Workers received the lowest-ever pay increase in 2018, according to the latest South African Reserve Bank (SARB) figures.
Lullu Krugel, PwC Strategy& chief economist for Africa, and Christie Viljoen, PwC Strategy& economist, analyse the numbers.
The SARB released its latest Quarterly Bulletin (available here) on June 27. The document reported that growth in remuneration paid to workers in the private and public sector declined from 5,5% year-on-year (y-o-y) in the third quarter of 2018 to 4,6% y-o-y in the fourth quarter.
This resulted in nominal remuneration paid to workers increasing by an average of just 4,7% during the 2018 calendar year – the lowest since the SARB started keeping records in 1971.
The central bank commented that this is indicative of the lack of wage pressure in the domestic economy.
Growth in nominal remuneration per public sector worker declined from 8,5% y-o-y in Q3 of 2018 to 6,9% y-o-y in the fourth quarter.
Strikingly, annual average remuneration growth per public sector worker virtually halved, from 10,7% in 2017 to 5,3% last year.
Nonetheless, the increase in 2018 was higher than inflation – remuneration growth was above the midpoint of the inflation target range (3% to 6%) in all of the public subsectors except for the public transport, storage and communication. Perennial above-inflation increases for civil servants has resulted in the public wage bill now accounting for 35% of fiscal spending.
Private sector remuneration per worker increased by 3,7% y-o-y in the fourth quarter compared to 4,3% in the preceding three-month period.
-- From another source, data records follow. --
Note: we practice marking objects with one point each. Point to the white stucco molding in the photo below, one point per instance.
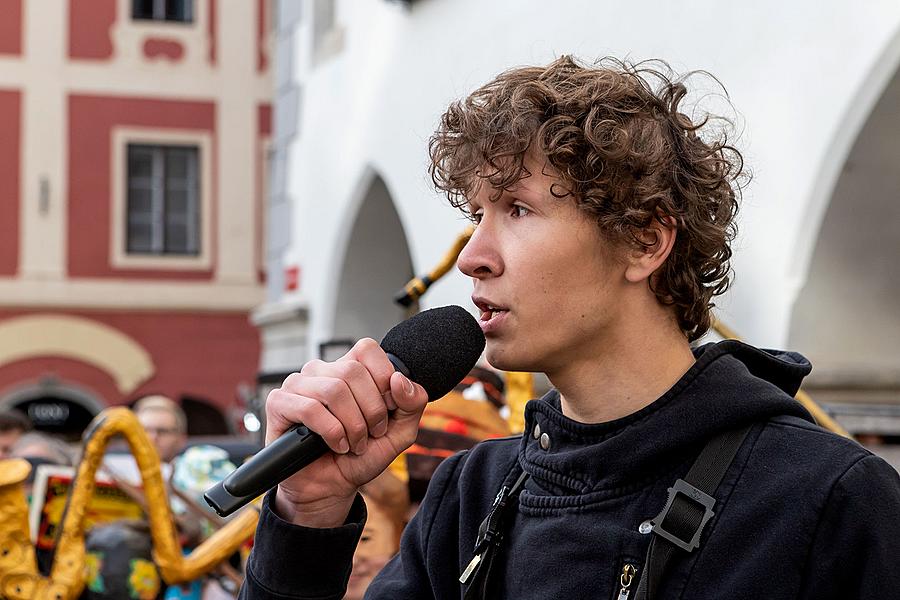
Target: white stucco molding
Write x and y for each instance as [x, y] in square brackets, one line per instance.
[130, 34]
[77, 338]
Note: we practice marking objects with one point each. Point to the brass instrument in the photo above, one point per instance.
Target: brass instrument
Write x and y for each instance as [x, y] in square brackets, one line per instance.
[19, 576]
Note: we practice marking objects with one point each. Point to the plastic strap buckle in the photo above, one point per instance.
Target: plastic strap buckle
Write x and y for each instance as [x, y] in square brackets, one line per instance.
[682, 489]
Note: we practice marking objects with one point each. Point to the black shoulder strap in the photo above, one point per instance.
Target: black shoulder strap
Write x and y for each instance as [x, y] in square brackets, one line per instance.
[477, 575]
[689, 507]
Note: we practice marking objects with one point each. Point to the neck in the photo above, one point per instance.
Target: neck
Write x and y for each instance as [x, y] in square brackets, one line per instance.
[639, 361]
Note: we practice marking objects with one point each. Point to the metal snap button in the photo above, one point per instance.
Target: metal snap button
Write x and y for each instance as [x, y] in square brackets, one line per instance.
[545, 441]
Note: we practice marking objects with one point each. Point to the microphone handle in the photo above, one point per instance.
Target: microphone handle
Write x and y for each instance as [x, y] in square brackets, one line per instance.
[293, 450]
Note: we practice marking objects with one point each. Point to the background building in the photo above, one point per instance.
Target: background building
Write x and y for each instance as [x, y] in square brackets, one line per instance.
[361, 84]
[133, 136]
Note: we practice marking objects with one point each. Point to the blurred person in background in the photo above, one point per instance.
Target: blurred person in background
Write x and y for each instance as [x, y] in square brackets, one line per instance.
[387, 500]
[13, 424]
[165, 424]
[40, 448]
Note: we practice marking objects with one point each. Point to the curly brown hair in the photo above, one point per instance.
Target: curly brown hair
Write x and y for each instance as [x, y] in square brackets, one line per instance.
[617, 136]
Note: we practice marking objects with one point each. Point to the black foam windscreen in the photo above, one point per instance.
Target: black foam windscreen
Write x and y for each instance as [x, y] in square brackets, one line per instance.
[439, 347]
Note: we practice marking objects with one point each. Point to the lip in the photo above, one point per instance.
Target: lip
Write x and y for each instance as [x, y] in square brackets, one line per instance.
[492, 316]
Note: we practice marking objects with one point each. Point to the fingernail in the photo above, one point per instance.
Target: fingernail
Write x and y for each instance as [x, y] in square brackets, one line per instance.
[407, 385]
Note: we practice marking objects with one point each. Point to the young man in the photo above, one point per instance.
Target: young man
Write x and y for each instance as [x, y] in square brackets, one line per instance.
[604, 220]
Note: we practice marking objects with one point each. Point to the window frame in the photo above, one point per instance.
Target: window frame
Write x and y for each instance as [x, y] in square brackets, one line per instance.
[161, 4]
[120, 258]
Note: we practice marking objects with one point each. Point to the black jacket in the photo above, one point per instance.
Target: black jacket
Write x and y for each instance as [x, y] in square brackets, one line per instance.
[801, 513]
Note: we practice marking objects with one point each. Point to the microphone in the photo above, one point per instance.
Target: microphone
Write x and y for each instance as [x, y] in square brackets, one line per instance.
[435, 348]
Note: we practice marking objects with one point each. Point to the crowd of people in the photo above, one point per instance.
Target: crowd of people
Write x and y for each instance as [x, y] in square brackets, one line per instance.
[469, 413]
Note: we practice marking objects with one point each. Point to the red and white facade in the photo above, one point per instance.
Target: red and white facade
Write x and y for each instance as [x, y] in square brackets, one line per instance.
[84, 318]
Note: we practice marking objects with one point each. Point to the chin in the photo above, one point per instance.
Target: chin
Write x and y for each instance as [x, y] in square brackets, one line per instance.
[506, 359]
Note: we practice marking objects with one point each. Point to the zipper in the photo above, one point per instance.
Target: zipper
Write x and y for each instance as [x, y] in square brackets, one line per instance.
[626, 578]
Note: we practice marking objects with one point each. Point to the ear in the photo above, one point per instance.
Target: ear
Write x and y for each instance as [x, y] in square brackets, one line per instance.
[659, 238]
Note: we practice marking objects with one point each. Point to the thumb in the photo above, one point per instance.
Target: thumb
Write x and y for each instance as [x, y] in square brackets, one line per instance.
[409, 396]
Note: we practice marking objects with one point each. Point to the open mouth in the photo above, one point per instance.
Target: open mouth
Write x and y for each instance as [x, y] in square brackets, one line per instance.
[489, 311]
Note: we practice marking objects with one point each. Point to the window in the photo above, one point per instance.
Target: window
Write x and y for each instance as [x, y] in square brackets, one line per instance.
[163, 10]
[163, 204]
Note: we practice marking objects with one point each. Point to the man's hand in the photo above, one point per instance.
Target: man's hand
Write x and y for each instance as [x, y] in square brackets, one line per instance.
[348, 402]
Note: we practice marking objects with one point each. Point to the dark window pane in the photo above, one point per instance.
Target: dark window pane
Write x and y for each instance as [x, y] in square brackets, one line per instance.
[140, 238]
[140, 161]
[163, 200]
[140, 202]
[176, 239]
[179, 10]
[142, 9]
[178, 162]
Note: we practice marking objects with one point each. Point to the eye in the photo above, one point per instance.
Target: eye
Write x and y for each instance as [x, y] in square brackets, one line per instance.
[518, 211]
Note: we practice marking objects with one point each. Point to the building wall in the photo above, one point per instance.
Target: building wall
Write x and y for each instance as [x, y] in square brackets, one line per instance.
[78, 81]
[377, 76]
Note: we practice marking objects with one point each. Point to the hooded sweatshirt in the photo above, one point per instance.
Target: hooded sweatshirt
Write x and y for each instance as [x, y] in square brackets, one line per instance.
[800, 512]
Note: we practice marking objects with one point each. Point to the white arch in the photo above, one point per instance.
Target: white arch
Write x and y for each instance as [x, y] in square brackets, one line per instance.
[860, 107]
[77, 338]
[337, 256]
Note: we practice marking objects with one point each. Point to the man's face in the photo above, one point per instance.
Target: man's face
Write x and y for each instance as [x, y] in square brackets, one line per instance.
[162, 428]
[7, 440]
[543, 264]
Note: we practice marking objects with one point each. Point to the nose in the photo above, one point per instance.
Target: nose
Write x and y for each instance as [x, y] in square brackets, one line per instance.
[480, 258]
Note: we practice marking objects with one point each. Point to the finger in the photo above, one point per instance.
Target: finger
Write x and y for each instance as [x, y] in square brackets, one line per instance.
[284, 409]
[334, 394]
[409, 396]
[367, 352]
[363, 388]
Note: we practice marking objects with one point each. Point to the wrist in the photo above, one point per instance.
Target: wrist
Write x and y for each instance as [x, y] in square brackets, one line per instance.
[322, 514]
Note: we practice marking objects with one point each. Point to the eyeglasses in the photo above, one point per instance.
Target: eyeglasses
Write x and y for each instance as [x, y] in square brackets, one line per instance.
[160, 431]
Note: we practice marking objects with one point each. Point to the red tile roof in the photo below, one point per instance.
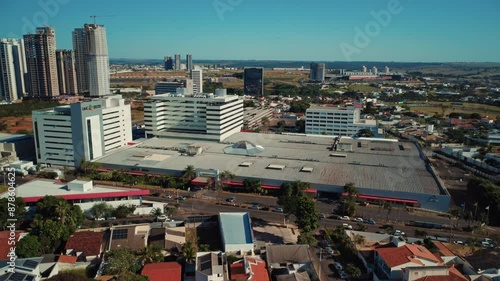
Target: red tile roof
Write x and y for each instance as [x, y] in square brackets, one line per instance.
[4, 246]
[88, 242]
[163, 271]
[396, 256]
[67, 259]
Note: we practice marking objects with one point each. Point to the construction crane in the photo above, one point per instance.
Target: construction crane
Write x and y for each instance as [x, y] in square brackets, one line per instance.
[107, 16]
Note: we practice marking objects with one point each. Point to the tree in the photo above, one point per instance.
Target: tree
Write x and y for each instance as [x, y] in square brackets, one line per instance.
[189, 252]
[189, 172]
[28, 247]
[121, 262]
[19, 210]
[306, 238]
[151, 254]
[353, 270]
[101, 210]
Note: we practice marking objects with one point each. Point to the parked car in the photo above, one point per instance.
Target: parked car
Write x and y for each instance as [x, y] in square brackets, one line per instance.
[329, 250]
[370, 221]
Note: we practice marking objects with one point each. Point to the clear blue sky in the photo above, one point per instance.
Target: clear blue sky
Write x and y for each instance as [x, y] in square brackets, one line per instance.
[320, 30]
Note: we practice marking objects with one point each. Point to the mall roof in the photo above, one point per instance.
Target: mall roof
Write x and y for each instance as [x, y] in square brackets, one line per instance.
[37, 189]
[373, 164]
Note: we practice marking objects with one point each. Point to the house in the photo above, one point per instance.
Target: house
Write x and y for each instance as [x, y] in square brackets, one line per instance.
[211, 266]
[288, 260]
[249, 269]
[163, 271]
[236, 231]
[134, 237]
[86, 245]
[390, 260]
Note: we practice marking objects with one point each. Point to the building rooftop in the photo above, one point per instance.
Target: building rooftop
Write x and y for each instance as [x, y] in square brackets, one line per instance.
[37, 189]
[236, 228]
[163, 271]
[88, 242]
[372, 164]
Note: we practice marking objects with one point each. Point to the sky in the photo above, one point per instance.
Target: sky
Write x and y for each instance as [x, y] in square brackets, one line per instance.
[299, 30]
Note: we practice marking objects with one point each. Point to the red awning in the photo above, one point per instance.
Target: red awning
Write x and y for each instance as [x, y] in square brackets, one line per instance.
[390, 199]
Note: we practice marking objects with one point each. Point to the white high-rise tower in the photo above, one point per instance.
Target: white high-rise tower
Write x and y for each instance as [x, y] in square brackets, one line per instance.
[197, 77]
[97, 60]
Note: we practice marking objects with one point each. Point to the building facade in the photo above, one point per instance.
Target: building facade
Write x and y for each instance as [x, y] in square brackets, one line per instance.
[97, 60]
[254, 81]
[337, 121]
[317, 72]
[197, 77]
[65, 135]
[12, 69]
[66, 74]
[203, 116]
[80, 52]
[40, 50]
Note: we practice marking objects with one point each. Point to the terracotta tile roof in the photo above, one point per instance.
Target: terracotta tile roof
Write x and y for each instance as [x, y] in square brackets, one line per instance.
[5, 247]
[88, 242]
[396, 256]
[238, 271]
[67, 259]
[443, 250]
[259, 270]
[163, 271]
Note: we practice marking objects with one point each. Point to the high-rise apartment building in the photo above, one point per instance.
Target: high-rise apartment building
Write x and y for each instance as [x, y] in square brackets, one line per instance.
[317, 72]
[254, 81]
[66, 74]
[40, 50]
[169, 63]
[202, 116]
[177, 62]
[64, 135]
[97, 60]
[81, 67]
[12, 69]
[197, 77]
[189, 62]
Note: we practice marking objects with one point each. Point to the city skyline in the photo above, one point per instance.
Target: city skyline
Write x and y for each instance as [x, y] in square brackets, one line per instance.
[382, 30]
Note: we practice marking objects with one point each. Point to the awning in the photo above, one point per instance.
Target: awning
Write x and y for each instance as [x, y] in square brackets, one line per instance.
[389, 199]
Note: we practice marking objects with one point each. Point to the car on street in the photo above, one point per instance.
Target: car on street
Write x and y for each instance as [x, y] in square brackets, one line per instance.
[370, 221]
[329, 250]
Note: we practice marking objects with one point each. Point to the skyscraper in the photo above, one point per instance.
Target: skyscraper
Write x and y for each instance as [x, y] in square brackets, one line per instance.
[66, 75]
[97, 60]
[254, 81]
[169, 63]
[317, 72]
[40, 49]
[177, 62]
[12, 69]
[81, 67]
[189, 62]
[197, 77]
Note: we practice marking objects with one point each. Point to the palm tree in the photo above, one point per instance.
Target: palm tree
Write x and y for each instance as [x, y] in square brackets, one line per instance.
[189, 172]
[189, 252]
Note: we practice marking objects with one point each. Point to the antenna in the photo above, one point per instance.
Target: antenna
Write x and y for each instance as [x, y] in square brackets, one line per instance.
[107, 16]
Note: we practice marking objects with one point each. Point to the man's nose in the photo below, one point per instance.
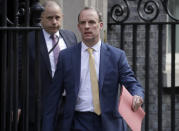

This resulted in private sector remuneration rising by an average of 4,5% last year – spot on the average consumer price inflation rate in 2018 – compared to a figure of 5% in 2017.
Among other factors, the decline in remuneration growth can be explained by labour productivity in the formal non-agricultural sector increasing be only 0,3% last year compared to 1,2% in 2017. Another key issue is the pressure on corporate and small business profits due to the weak state of the economy.
While the slowdown in private sector remuneration growth is positive for businesses – growth in nominal unit labour cost declined to an 11-year low in 2018 – it is not good for the consumer economy.
A decline in real household expenditure contributed 0.5 percentage points to the 3,2% quarter-on-quarter (q-o-q) decline in gross domestic product during the first quarter of 2019. This reflects the worsening condition of household finances.
Furthermore, the slide in productivity growth sends a weak signal to potential investors: productivity increased by 3,4% last year on the world’s largest emerging markets.
Worker productivity was not on the agenda at President Cyril Ramaphosa’s State of the Nation Address (SONA) on June 20. The issue of slow productivity growth is important for the president’s drive to see retailers stock more locally produced products in order to support local supply chains and job creation.
Data from Statistics South Africa indicates that the domestic production inflation on , for example, food products, footwear, rubber and plastic products was higher in South Africa in the year ending March 2019, compared to the inflation on the import of such products.
In a productivity-constrained economy, this could make imports more attractive to under-pressure consumers due to cost considerations.